The result of the war was political and economic collapse, war between militias and tribes, a humanitarian crisis and a refugee crisis.
Some believe that the Petersen Committee's weaknesses were narrow mandates and incompetence. But if Petersen had thought it necessary to extend the mandate, he would have been able to do so, and already two years earlier – in September 2016 – the British lower house published its investigation, which was a shattering criticism: many were aware from the outset that the revolt was characterized by militant Islamists and that there was no cover for the allegation that Gaddafi had attacked civilians or would start killing civilians. The report also showed that the war was a disaster:
«The result was political and financial collapse, war between militias and tribes, a humanitarian crisis and a refugee crisis, extensive violations of human rights, the proliferation of Gaddafi regime weapons throughout the region, and the rise of ISIL in North Africa. "

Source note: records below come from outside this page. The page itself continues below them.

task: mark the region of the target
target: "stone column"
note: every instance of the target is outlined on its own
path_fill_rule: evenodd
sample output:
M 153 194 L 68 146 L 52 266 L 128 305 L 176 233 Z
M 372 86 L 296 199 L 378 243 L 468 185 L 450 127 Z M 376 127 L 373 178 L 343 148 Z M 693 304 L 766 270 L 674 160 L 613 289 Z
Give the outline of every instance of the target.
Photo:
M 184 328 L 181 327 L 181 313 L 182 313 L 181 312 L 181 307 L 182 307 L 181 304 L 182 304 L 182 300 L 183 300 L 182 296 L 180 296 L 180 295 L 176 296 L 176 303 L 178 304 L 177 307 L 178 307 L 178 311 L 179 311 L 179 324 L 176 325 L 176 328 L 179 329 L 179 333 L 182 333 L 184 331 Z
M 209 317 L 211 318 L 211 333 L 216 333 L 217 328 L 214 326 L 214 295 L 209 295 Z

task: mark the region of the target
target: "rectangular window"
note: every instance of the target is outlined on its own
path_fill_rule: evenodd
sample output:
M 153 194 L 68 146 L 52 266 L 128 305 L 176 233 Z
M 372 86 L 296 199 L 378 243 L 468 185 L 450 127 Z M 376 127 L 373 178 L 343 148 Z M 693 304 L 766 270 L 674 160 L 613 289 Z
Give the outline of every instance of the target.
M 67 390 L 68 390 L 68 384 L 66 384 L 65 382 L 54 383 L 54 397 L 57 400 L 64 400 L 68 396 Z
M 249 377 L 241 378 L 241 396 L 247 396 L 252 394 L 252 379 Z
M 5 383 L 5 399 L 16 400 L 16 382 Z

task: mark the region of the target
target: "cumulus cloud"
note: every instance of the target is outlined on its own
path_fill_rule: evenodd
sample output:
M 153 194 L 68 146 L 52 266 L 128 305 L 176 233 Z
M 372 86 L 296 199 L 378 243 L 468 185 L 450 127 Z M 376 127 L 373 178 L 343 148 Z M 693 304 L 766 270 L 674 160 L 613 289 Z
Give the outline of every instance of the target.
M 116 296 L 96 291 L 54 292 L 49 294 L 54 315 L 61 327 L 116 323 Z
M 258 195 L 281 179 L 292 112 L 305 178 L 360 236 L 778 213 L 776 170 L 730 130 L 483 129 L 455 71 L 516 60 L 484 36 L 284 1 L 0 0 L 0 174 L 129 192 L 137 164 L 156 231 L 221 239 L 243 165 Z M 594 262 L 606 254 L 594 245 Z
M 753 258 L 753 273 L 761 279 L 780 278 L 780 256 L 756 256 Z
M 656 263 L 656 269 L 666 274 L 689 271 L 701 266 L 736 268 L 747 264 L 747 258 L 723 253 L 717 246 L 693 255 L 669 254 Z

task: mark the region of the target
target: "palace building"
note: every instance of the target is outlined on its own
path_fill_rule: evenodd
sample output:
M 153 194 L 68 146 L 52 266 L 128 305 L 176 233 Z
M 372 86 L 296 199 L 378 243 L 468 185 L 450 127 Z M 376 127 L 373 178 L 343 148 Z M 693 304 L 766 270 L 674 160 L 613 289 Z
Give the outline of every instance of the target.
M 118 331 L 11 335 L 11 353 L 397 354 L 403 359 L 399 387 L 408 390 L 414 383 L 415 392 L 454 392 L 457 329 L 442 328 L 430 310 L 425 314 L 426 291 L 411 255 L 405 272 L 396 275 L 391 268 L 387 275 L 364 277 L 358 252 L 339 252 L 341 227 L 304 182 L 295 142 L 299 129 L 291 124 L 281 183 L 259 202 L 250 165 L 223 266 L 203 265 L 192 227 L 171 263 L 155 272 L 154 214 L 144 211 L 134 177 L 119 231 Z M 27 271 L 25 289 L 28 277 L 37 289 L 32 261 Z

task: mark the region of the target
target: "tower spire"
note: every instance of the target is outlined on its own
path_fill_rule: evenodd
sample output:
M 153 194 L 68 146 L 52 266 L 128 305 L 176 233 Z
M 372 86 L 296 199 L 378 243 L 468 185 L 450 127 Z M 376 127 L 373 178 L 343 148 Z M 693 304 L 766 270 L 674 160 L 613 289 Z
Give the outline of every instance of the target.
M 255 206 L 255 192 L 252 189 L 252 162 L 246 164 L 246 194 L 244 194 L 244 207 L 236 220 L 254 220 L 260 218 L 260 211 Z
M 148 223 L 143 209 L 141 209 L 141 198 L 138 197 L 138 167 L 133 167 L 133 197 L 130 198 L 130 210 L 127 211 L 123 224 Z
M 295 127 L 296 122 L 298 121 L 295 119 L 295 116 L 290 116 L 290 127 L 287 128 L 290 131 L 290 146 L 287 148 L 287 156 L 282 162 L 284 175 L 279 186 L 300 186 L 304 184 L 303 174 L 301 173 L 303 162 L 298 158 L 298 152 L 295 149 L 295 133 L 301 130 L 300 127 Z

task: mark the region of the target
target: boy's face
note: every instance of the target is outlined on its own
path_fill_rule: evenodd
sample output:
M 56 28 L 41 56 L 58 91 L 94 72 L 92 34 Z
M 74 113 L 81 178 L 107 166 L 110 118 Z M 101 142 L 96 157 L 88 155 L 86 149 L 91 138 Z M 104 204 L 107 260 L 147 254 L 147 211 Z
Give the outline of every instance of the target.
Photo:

The authorities were fooled
One would think that the Petersen Committee should take this criticism over. But the committee did not, and here Heier, Ottosen and Tvedt catch up. Tvedt takes up the Norwegian idea of war as "the will of the world community". He quotes British Commissioner Crispin Blunt as saying: "The original aim of the military intervention to protect Benghazi was achieved within 24 hours" (actually within 2-3 hours when French aircraft had eliminated the Benghazi government forces). Ottosen says that "Norwegian media failed with a few exceptions". Morten Bøås at NUPI refers to the war as a disaster for North Africa. Professor of Political Science, Øyvind Østerud, compares the Norwegian and British reports. Geir Ulfstein, professor with international law as a specialty, writes that Norway "contributed to a violation of international law". I refer in my chapter to the Norwegian authorities being completely deceived.
The book of the same name as this article was launched at Cappelen-Damm on September 13th. The Conservative leader of the British Commission, Crispin Blunt, had agreed to participate, and Petersen had also agreed – but Petersen had never been able to participate in such a thing, and some loyalty must be accepted between British and Norwegian parties. Blunt announced that he could not come.